What is the correct way to enable reverse DNS lookup for local addresses with kresd?

root@shulyaka:~# cat /tmp/dhcp.leases.dynamic | grep 192.168.1.229
192.168.1.229 ananas.atlantis
root@shulyaka:~# cat /tmp/dhcp.leases | grep 192.168.1.229
1570130581 00:01:c0:12:8e:5d 192.168.1.229 ananas ff:c0:12:8e:5d:00:04:eb:a6:90:4a:38:56:46:14:96:e3:59:d9:e9:8e:45:10
root@shulyaka:~# dig +short -x 192.168.1.229
root@shulyaka:~# nslookup 192.168.1.229
Server:         127.0.0.1
Address:        127.0.0.1#53

** server can't find 229.1.168.192.in-addr.arpa: NXDOMAIN
root@shulyaka:~# uci show resolver.common
resolver.common=resolver
resolver.common.interface='0.0.0.0' '::0'
resolver.common.port='53'
resolver.common.keyfile='/etc/root.keys'
resolver.common.verbose='0'
resolver.common.msg_buffer_size='4096'
resolver.common.msg_cache_size='20M'
resolver.common.net_ipv6='1'
resolver.common.net_ipv4='1'
resolver.common.forward_upstream='1'
resolver.common.prefered_resolver='kresd'
resolver.common.ignore_root_key='0'
resolver.common.prefetch='yes'
resolver.common.static_domains='1'
resolver.common.dynamic_domains='1'
resolver.common.forward_custom='99_cloudflare'
root@shulyaka:~# uci show resolver.kresd
resolver.kresd=resolver
resolver.kresd.rundir='/tmp/kresd'
resolver.kresd.log_stderr='1'
resolver.kresd.log_stdout='1'
resolver.kresd.forks='1'
resolver.kresd.keep_cache='1'
resolver.kresd.include_config='/etc/kresd/custom.conf'
root@shulyaka:~# kresd --version
Knot Resolver, version 3.2.1

vcunat · October 3, 2019, 10:59am

Right, there’s an issue in the default priorities of the various rules in Knot Resolver, so that you don’t get reverse local hints by default. For IPv4 I would do it by adding this single line:

policy.add(policy.suffix(policy.PASS, {todname('1.168.192.in-addr.arpa.')}))

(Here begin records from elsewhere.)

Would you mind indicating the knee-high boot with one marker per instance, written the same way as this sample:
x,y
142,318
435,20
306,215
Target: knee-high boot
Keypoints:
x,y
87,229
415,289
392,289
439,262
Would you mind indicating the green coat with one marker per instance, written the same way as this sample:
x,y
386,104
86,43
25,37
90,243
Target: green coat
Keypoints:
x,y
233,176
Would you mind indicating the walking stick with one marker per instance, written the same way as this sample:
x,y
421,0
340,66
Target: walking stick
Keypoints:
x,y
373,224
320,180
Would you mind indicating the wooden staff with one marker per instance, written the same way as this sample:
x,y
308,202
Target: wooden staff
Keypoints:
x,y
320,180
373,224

(people using different address range for LAN will need to tweak it) And here’s how to add this line: https://doc.turris.cz/doc/en/public/dns_knot_misc#adding_custom_configuration

EDIT: link to upstream thread: https://gitlab.labs.nic.cz/knot/knot-resolver/issues/205#note_94567

Shulyaka · October 3, 2019, 11:30am

Thank you, it works!
Is there a chance it will be fixed, without the need of custom config, and for IPv6 as well?

vcunat · October 3, 2019, 11:39am

IPv6 has a problem on a different layer which would have to be fixed first – the script that gathers data from DHCP is for IPv4 only, so kresd doesn’t even know about the local IPv6 addresses. (I expect it’s related to IPv6 doing this very differently, even in different daemon IIRC.)

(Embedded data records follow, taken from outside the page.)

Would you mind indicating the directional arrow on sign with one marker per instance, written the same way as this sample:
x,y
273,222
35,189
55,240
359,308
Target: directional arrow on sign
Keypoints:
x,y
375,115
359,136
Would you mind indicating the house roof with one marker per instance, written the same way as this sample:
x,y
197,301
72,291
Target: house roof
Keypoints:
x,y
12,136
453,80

Even what I posted is a hacky fix that does a mild breakage of internet standards. Over long term we certainly want to fix this, but I don’t know if that would be soon. BTW, I’m curious – what’s your particular use case for these reverse mappings?

Shulyaka · October 3, 2019, 12:09pm

Well, to be honest I am probably just a perfectionist

But my current use case is tracking of wi-fi devices in the network. I receive events and MAC from hostapd, then I resolve it into IP address (IPv4 currently) using arp cache and then resolve it into hostname using nslookup. I know I could do that without dns and arp by parsing /tmp/dhcp.leases, but I am using a script that is already written by someone else.

dr4Ke · March 7, 2021, 4:21pm

I hit this issue too, I needed it to help my home setup to work. I’m using a NAS that is a kerberos controller + NFSv4 server. I was not able to access my NFS share from clients unless the server was able to get the reverse DNS record. I’m not sure it’s mandatory.